Israel ‘must accept its share of responsibility’ for Gaza war: Australian PM
Australian Prime Minister Anthony Albanese told the UN conference that Gaza is “in the grip of a humanitarian catastrophe” and said Israel “must accept its share of responsibility”.
“Throughout this conflict, Australia has supported calls for a ceasefire because every innocent life matters. Every Israeli life. Every Palestinian life,” he said.
“Tens of thousands of civilians have been killed. Desperate people, including children, denied vital aid. Aid workers killed. Journalists killed trying to bring the truth out.”
Albanese also condemned Israel’s “continued illegal expansion of settlements… and an increase in settler violence” in the occupied West Bank as well as “threats to annex parts of Palestine, and permanently displace the Palestinian people”.
“Such conduct risks putting a two-state solution beyond reach,” he said. “That is where the current road leads. We must choose a different path. We must break this cycle of violence and build something better.”
Two-state solution a ‘security imperative’: Egypt
Egyptian Prime Minister Mostafa Madbouly says the two-state solution is “not just a political choice or a moral obligation” but “a security imperative”. “The only path to a secure and stable Middle East is to guarantee the Palestinian people a right to freedom, dignity and independence,” he said.
Madbouly stressed that Egypt rejected any attempt to displace Palestinians or “liquidate their cause”.

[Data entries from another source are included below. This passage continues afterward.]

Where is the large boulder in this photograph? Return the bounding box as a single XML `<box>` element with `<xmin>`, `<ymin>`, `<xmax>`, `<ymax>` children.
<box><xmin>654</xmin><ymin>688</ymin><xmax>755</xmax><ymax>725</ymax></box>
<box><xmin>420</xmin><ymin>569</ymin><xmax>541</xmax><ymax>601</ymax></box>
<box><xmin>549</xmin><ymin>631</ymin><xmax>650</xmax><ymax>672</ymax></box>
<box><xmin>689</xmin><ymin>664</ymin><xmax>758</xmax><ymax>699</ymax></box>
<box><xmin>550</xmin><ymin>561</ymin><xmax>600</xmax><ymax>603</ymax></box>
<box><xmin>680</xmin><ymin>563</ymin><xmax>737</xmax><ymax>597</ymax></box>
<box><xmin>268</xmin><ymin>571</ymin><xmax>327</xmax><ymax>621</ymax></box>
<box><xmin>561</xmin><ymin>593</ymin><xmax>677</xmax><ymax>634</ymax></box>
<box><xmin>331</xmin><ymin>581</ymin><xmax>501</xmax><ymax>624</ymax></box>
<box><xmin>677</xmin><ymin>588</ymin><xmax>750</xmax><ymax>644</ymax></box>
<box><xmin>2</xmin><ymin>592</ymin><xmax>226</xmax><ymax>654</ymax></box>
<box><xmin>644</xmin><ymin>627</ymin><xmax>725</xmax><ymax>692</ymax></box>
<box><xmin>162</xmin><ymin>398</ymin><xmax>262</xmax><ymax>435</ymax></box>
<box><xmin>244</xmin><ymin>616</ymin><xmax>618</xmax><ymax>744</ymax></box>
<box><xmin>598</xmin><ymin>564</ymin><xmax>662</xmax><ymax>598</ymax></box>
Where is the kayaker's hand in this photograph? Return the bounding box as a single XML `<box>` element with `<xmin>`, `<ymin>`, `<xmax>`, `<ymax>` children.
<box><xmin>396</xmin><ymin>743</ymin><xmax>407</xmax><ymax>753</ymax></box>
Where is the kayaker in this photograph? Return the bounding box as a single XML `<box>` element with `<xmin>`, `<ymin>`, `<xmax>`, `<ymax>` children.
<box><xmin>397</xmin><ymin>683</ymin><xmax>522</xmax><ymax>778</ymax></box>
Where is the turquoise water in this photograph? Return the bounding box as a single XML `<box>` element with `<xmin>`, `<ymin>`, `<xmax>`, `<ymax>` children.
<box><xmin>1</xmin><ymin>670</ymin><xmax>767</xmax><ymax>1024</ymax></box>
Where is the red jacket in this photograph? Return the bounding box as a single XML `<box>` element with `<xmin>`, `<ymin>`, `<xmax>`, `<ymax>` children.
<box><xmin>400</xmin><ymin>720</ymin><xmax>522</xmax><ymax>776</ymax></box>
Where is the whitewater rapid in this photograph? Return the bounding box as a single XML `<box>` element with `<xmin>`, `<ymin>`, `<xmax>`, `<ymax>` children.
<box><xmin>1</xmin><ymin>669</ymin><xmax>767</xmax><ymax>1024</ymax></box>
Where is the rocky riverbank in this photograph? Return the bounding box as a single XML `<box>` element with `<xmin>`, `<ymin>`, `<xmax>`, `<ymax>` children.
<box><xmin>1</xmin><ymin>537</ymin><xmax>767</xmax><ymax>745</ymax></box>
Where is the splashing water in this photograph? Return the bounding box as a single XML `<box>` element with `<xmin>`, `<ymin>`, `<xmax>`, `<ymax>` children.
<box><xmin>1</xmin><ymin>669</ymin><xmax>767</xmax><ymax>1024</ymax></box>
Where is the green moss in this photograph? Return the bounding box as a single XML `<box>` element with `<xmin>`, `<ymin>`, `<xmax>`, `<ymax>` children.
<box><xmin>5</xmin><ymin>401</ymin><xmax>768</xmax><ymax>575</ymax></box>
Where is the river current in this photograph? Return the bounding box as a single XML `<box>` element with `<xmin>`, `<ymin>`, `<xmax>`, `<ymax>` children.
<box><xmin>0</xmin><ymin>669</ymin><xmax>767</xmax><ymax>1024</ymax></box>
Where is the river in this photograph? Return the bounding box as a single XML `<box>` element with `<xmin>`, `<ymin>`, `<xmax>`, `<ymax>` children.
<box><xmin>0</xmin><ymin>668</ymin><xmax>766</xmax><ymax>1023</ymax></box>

He added that Egypt would host an international reconstruction conference, as soon as a ceasefire was in place, to mobilise funds and “ensure Palestinian people will remain in their land”.
Spain’s PM says no solution possible when Palestinians victim to genocide
Spain’s prime minister, Pedro Sanchez, says a two-state solution is not possible “when the population of one of those two states is the victim of a genocide”.
While he described recognising Palestinian statehood as a “crucial step forward”, he told the summit that ensuring the Palestinian people are able to remain within a Palestinian state is even more urgent than recognising statehood.
“The Palestinian people are being annihilated, [so] in the name of reason, in the name of international law and in the name of human dignity, we have to stop this slaughter,” said Sanchez, noting that “at this precise moment, bombs continue to fall indiscriminately on the civilian population in Gaza”.
He concluded his speech by calling for Palestine to become a “fully fledged member of the United Nations as soon as possible” and for countries to take “immediate… measures to halt the brutality and make peace”.
Recognition of Palestinian statehood disconnected from reality on the ground
Ines Abdel Razek, the executive director of the Palestine Institute for Public Diplomacy, says the recognition of Palestinian statehood by Western countries was “long overdue” and comes at a time when it is increasingly disconnected from the reality on the ground.
Abdel Razek said the move will do little to “prevent Israel from destroying the very state that [governments have] recognised” unless they take meaningful measures to halt Israeli PM Benjamin Netanyahu’s government.
The analyst added that the recognition was likely greenlit by Western leaders to “self-aggrandise” and decrease public pressure within civil societies, rather than trigger meaningful changes on the ground.